Hem Brzezinski hem de Scowcroft, Türkiye’nin AB’ye üye olması gerektiğini belirtirler. Brzezinski, “Amerikan bakış açısıyla Türkiye’nin böyle bir (genişlemiş) Avrupa’nın içinde yeralması istenilir bir durumdur, çünkü dışarıda kalmış bir Türkiye’nin Ortadoğu ülkesi olması ve dolayısıyla Ortadoğu’yu Avrupa’ya getirmesi muhtemeldir” der. Scowcroft da, “Avrupa’yı genişletmeyi çok fazla isteyen var. Türkiye klasik bir örnek, çünkü Türkiye coğrafi olarak Avrupa ve Asya’ya uzanıyor. Ne kadar genişlerseniz, daha az bağlı bir yapının ortaya çıkma ihtimali yükselir. Bununla birlikte bence Türkiye’nin AB’ye katılması son derece önemlidir” görüşünü savunur.

ÇİN'E BAĞIMLILIK

Kitaptaki bir tartışmada, Ignatius, Çin ve Japonya’nın, Amerika’nın artan ticaret açığını kapatmak için borç senetleri verdikleri belirterek, Çin’in bunu bir silah olarak kullanıp kullanmayacağını sorar. Scowcroft, “Bazı sebeplerden ötürü, böyle birşeyin yaşanacağından emin değilim. Birincisi, Çin’in bir trilyonun üzerinde ABD banknotu varken, kendi varlıklarını yoketmeden bunu ABD’ye karşı bir silah olarak kullanması mümkün değil. Bu, ortak olduğumuz anlamına geliyor. Yani birbirimize bağlıyız” der. Brzezinski, Irak’taki savaşa mali kaynak sağlamak için Asya’dan borç aldıklarını ve bunun Amerika’nın kendi kaynakları dışında yabancı bir ülkeden borç alarak finanse ettiği ilk savaş olduğunu söyler. Ancak Scowcroft, Birinci Körfez Savaşı’nın finansmanını da Arapların yaptığını ama bunu borç yazmadıklarını bildirir.

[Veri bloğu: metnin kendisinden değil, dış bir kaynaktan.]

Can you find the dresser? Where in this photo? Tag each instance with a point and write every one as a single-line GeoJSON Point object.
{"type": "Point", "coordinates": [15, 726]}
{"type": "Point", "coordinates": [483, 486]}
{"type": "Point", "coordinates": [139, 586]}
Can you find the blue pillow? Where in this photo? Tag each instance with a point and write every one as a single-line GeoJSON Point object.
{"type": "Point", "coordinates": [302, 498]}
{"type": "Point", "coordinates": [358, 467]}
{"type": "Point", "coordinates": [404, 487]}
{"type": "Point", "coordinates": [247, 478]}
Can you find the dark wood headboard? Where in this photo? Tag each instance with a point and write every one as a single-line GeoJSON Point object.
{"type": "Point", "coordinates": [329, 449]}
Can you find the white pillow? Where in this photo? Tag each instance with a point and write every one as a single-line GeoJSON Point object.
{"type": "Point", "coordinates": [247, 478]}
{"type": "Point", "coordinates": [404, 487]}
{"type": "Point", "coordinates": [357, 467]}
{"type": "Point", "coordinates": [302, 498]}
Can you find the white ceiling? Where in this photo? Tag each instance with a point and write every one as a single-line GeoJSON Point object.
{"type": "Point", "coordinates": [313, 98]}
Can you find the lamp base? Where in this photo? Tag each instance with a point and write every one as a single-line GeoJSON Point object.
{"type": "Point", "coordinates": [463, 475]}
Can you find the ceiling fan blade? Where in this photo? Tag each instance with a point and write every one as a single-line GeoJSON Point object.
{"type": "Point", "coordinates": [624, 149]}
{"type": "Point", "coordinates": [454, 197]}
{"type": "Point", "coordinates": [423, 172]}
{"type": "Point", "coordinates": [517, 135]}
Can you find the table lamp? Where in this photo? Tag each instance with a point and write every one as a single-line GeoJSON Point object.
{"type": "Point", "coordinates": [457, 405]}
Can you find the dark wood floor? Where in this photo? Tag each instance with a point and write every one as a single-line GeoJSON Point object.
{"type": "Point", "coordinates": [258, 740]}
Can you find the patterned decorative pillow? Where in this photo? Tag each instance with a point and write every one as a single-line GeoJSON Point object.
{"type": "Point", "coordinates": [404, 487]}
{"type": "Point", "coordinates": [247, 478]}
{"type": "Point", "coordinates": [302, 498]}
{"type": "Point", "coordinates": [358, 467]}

Her iki isim de küreselleşmenin risklerini tartışırken, Brzezinski,küresel bir siyasi uyanış” olduğunu ve bunun bir “küresel kaosa” dönüşebileceğini ifade eder. Brzezinski, Birleşmiş Milletler, IMF, Dünya Bankası gibi kurumların günümüzde zayıf kaldığını ve değişime ihtiyaçları olduğunu dile getirir.

"AMERİKALILAR BİLGİSİZ"

Brzezinski, önümüzdeki süreçte Amerika’nın dünyaya liderlik edebilmesi için iyi bir lidere sahip olmasının yanısıra “çok daha aydın” bir topluma ihtiyaç olduğunu vurgular: “Bana sorarsanız, Amerikalılar ilginç ve aynı zamanda çelişkili bir biçimde, hem iyi eğitim almış hem de insanı hayrete düşürecek kadar bilgisiz insanlar” der. Amerikalıların diğer ülkelerin tarihleriyle ilgili bilgilerinin olmadığını anlatan Brzezinski, National Geographic’in Amerikalıların coğrafyayı bilmediklerini gösteren çalışmalarına dikkat çeker ve “Üniversiteye giren birçok Amerikalı Büyük Britanya’yı ve savaşın üzerinden beş yıl geçmesine rağmen Irak’ı haritada gösterememiştir. Araştırmaya katılanlardan yüzde otuzu Pasifik Okyanusu’nu bulamamıştır” sözleriyle şaşkınlığını dile getirir.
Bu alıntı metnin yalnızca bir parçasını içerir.